After an upgrade from NSS 4 (Comcast) to NSS 5, we lost the ability to share printers and files. The network consisted of
Hard wired HP media center with Vista Home premium
Dell laptop wireless XP PRO SP3
IBM laptop wireless XP PRO SP3
After spending several hours reconfiguring a Home / Small Office network on each computer, reconfiguring the Norton Network to a Full Trust and implementing computer monitoring, I was unable to return the NSS 4 ability to share files and printers. VERY frustrating.
The very last step I tried was to reboot the Linksys E3000 wireless router from maintenance menu. After all the time and effort spent on each machine, the last step was the answer. Apparently powering down the router and restarting IS NOT THE SAME function as rebooting from the router maintenance.
I hope that this may help others having networking / sharing problems
After an upgrade from NSS 4 (Comcast) to NSS 5, we lost the ability to share printers and files.
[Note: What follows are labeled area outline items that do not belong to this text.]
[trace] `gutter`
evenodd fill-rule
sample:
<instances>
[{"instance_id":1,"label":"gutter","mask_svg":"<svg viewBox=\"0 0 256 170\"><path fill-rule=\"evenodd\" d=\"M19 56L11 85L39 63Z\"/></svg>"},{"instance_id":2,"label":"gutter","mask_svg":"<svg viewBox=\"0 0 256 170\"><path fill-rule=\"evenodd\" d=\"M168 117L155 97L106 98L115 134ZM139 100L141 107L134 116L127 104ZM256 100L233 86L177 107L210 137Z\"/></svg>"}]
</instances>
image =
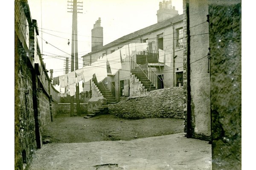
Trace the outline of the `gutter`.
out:
<instances>
[{"instance_id":1,"label":"gutter","mask_svg":"<svg viewBox=\"0 0 256 170\"><path fill-rule=\"evenodd\" d=\"M189 30L189 10L188 0L186 3L187 29L187 138L191 138L191 94L190 94L190 32Z\"/></svg>"}]
</instances>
The network consisted of
Hard wired HP media center with Vista Home premium
Dell laptop wireless XP PRO SP3
IBM laptop wireless XP PRO SP3
After spending several hours reconfiguring a Home / Small Office network on each computer, reconfiguring the Norton Network to a Full Trust and implementing computer monitoring, I was unable to return the NSS 4 ability to share files and printers. VERY frustrating.
The very last step I tried was to reboot the Linksys E3000 wireless router from maintenance menu. After all the time and effort spent on each machine, the last step was the answer. Apparently powering down the router and restarting IS NOT THE SAME function as rebooting from the router maintenance.
I hope that this may help others having networking / sharing problems
Welcome,
Sorry you had to go the long way around to solve the problem.
The difference in the router boots is like the difference in PC boots - warm - from the keyboard, cold - from the power switch. With the warm boot not everything in memory is erased. This is where the rub comes.
As a suggestion, whenever you are doing things which require multiple reboots, make at least one of them a cold boot. I like to make the last one a cold boot regardless.
Actually, the odd thing here is that the OP is reporting that the cold boot didn't solve the problem, and what finally did was rebooting the router from its software. This certainly isn't intuitive--for the reason you guys note; I'd have thought the same thing. So this is a good tip--and dpdido shoulld perhaps mark their own post as solution so other users encountering something similar can find it!